Facebook CEO Mark Zuckerberg describes his company's latest scandal as a 'major breach of trust.'

Zuckerberg sat down with CNN's Laurie Segall in an exclusive interview to say he was "really sorry" for the data-sharing scandal involving Cambridge Analytica. Zuckerberg said Facebook was

changing its policies to make sure user data is protected after Cambridge Analytica -- which had ties to Donald Trump's 2016 campaign -- grabbed info from 50 million Facebook users without their knowledge.

He went on to describe the scandal as " probably the biggest mistake that we made here" and told Segall he was willing to testify before Congress. He went on to say that he was sure someone was trying to use Facebook to meddle in this year's midterm elections.

Back in 2014 Facebook made changes to its platform to limit the amount of data that could be obtained by third-party developers, but back in 2013, Aleksandr Kogan built a Facebook app that was allowed access to a broad range of data.

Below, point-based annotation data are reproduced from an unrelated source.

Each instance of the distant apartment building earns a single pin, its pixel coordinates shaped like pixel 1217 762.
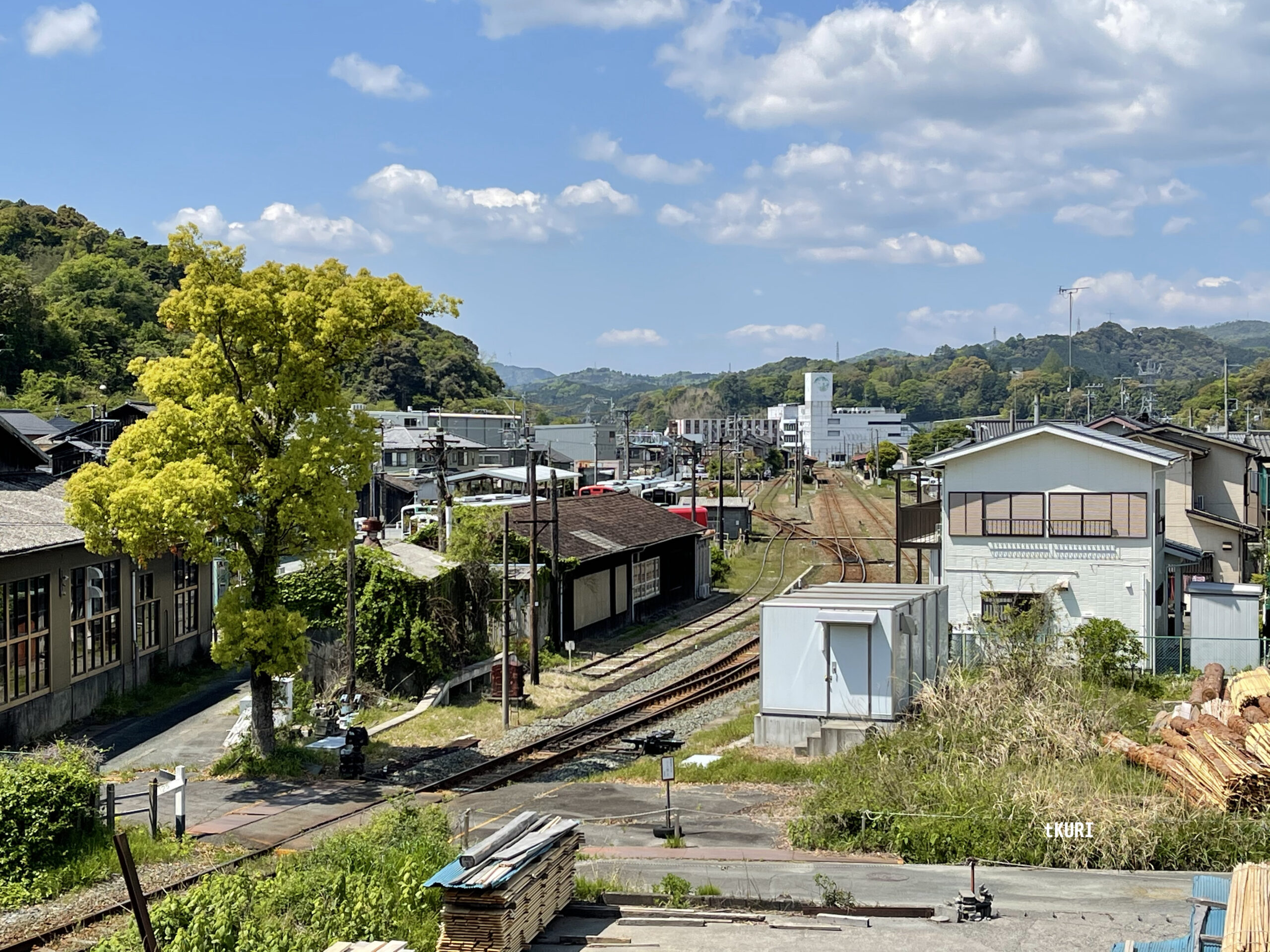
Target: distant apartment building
pixel 829 433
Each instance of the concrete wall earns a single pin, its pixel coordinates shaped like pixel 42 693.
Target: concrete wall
pixel 1107 578
pixel 71 697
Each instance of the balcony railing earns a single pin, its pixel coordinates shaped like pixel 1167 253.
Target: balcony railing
pixel 1082 529
pixel 1014 527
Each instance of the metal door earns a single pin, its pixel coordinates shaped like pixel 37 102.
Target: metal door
pixel 849 670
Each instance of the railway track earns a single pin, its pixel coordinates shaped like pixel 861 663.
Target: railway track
pixel 718 677
pixel 624 660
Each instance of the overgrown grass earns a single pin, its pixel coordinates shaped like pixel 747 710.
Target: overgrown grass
pixel 96 861
pixel 286 761
pixel 362 885
pixel 169 687
pixel 988 763
pixel 734 765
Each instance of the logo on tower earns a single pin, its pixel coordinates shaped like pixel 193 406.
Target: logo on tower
pixel 818 388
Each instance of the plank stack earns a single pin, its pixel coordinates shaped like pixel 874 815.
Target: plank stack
pixel 1214 748
pixel 501 894
pixel 1248 910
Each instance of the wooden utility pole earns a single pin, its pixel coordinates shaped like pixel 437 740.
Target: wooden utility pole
pixel 351 611
pixel 531 480
pixel 557 613
pixel 507 626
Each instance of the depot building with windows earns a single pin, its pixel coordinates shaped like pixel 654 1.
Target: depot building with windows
pixel 76 626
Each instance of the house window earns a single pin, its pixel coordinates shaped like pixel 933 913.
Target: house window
pixel 996 513
pixel 647 579
pixel 1001 606
pixel 186 578
pixel 148 612
pixel 24 639
pixel 94 616
pixel 1098 515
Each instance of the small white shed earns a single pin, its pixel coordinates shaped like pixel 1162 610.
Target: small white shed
pixel 846 652
pixel 1226 624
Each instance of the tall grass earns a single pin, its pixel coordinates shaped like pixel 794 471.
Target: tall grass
pixel 996 754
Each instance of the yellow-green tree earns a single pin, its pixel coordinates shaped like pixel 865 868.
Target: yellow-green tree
pixel 253 452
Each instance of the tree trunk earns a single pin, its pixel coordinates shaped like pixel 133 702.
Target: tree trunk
pixel 262 714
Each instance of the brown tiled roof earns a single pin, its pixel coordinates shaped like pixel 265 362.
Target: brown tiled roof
pixel 613 522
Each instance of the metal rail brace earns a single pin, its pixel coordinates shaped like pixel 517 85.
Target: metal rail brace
pixel 176 785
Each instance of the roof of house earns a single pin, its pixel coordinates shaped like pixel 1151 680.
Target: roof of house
pixel 28 424
pixel 1067 431
pixel 613 522
pixel 33 515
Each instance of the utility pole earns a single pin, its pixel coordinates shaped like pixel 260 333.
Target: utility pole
pixel 443 495
pixel 532 483
pixel 557 613
pixel 1070 294
pixel 507 626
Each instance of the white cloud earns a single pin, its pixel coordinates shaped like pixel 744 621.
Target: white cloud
pixel 1098 220
pixel 1153 300
pixel 905 249
pixel 284 226
pixel 776 333
pixel 388 82
pixel 505 18
pixel 54 31
pixel 600 148
pixel 674 216
pixel 597 192
pixel 413 201
pixel 635 337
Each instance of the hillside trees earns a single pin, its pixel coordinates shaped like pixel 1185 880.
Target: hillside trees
pixel 253 452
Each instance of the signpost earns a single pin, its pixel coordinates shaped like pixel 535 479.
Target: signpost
pixel 667 777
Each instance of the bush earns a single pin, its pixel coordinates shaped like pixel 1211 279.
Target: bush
pixel 48 809
pixel 364 885
pixel 1105 649
pixel 719 567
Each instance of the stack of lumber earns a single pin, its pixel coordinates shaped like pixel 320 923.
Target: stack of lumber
pixel 1248 910
pixel 1214 751
pixel 504 892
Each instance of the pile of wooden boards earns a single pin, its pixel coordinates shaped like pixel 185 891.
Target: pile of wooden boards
pixel 1248 910
pixel 500 895
pixel 1216 748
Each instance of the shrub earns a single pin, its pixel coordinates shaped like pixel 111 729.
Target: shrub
pixel 1105 649
pixel 48 809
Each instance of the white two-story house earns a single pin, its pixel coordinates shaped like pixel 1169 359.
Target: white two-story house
pixel 1056 508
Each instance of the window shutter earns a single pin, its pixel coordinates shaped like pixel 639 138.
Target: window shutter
pixel 1137 515
pixel 956 513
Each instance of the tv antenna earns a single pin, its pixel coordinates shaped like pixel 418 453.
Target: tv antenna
pixel 1070 294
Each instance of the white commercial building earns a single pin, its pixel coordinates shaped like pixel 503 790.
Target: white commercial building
pixel 1056 508
pixel 829 433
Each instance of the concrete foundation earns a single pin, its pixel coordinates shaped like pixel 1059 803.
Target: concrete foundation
pixel 813 737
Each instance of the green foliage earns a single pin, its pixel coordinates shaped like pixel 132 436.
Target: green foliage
pixel 676 890
pixel 590 890
pixel 831 894
pixel 1105 649
pixel 362 885
pixel 887 456
pixel 719 567
pixel 46 810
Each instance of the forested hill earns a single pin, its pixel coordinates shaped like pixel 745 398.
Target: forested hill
pixel 78 302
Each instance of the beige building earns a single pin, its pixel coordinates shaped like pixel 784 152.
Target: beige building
pixel 1212 499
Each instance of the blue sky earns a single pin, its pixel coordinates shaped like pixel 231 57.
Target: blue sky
pixel 681 184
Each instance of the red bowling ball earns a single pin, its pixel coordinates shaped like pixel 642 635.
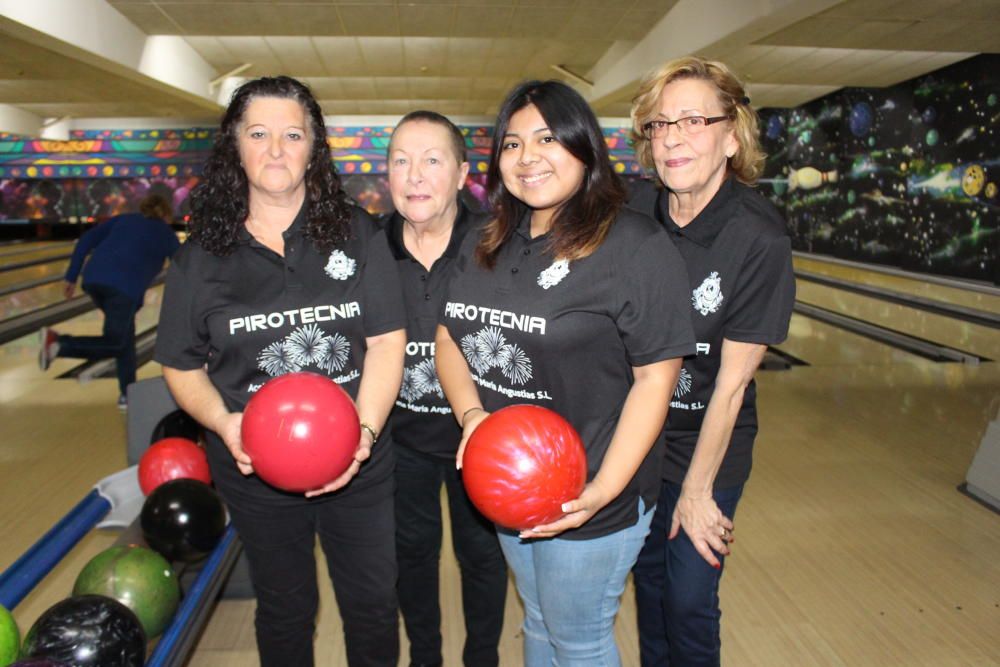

Even though he obtained the data legally, Facebook claims Kogan breached policy when he shared that information with a third party.

When Facebook learned about the information being shared, it asked Cambridge Analytica to destroy the data. Cambridge said it had.

Zuckerberg claims that's where Facebook went wrong. They took Cambridge at their word.

Still, the Facebook CEO says that Facebook plans to make this right by being open with users of the social media platform and informing everyone who may have been affected in the Cambridge breach.

Making mistakes is part of life and business, but Zuckerberg says this may be his worst. Let's see if he can make it right.